What was the impact on AI Citations for these URLs in Bing? (Last 30 days, measured Bing webmaster tools)

Across both markets, the translated pages earned 1,100 total AI citations as measured by Bing Webmaster Tools, though 12 of 28 pages received none.

  • Baseline: 0
  • 1,100 total AI citations across both markets
  • 12 of 28 pages received zero citations
  • Spanish: 767 citations
  • German: 333 citations

Our take: A pattern started to emerge from here. German content received half the clicks and half the bing AI citations. We’d guess this was influenced by regional competition levels or search demand, but looking at the data, at this point, it’s hard to tell.

What was the impact on AI Visibility in major LLMs? (March vs April, measured with Peec AI)

Both markets saw substantial lifts in brand visibility (the percentage of relevant AI chats where the brand was mentioned).

We ran our AI visibility tracker for two weeks before the URLs were live/indexed. We kept them running til today.

Quick note: How did we choose the prompts we tracked? We opted for relevance matching. For example, if the article was “10 Best Sales Software in 2026” the prompt was a close variation, such as “What is the best sales software?” and so on. We tracked 28 prompts per market, equating to 2 relevant prompts per URL.

Spanish:

  • Baseline: ~6% visibility
  • April average: 23% visibility
  • First 11 days of May: 30.4% visibility

Here’s a breakdown of Spain by model:

AI visibility by model in Spain — before vs after

Before
After
Model
Before
After

German:

  • Baseline: ~4.5% visibility
  • April average: 16.8% visibility
  • First 11 days of May: 13.1% visibility

For the translated URLs:

  • Spanish: 1,471 retrievals / 2.74 average citation rate
  • German: 1,566 retrievals / 2.67 average citation rate

Our take: This is where this study got really interesting for us. Both markets saw a 4x increase in visibility (% of chats where the brand was recommended by AI assistants) in the first month. The new translated URLs were heavily cited, a big signal that they were the cause of the visibility increase (which adds up to what we see in English markets). The impact was obvious across all models, apart from Gemini which remained low.
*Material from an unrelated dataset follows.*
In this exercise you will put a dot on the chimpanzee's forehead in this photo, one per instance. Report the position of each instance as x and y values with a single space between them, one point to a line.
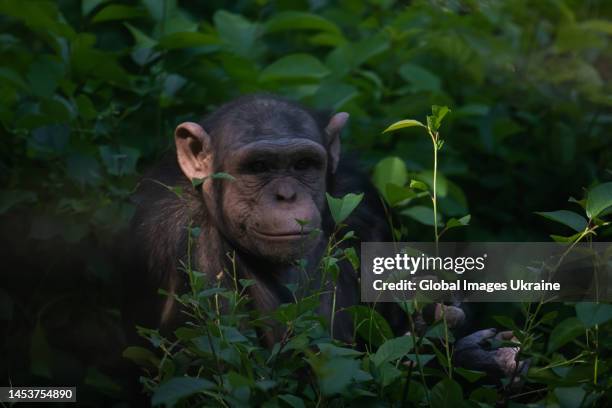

Revenue impact - It exists!

  • Two demo requests that had visited those URLs - unforetunatenly both were disqualified by sales
  • The client also saw +3 Spanish, +1 Mexican, +2 German qualified demo requests in April compared to previous months - hard to attribute directly, but a clear correlation

What next?

We wanted this experiment to be as simple as possible to get a baseline. The impact was clearly positive and something we’d recommend readers experiment with on a small batch of their own URLs. 

However, were we to formalise this experiment with our clients, we’d strongly recommend a human reviewer review the translation to make sure they’re fully localised and accurately represent your brand in that region.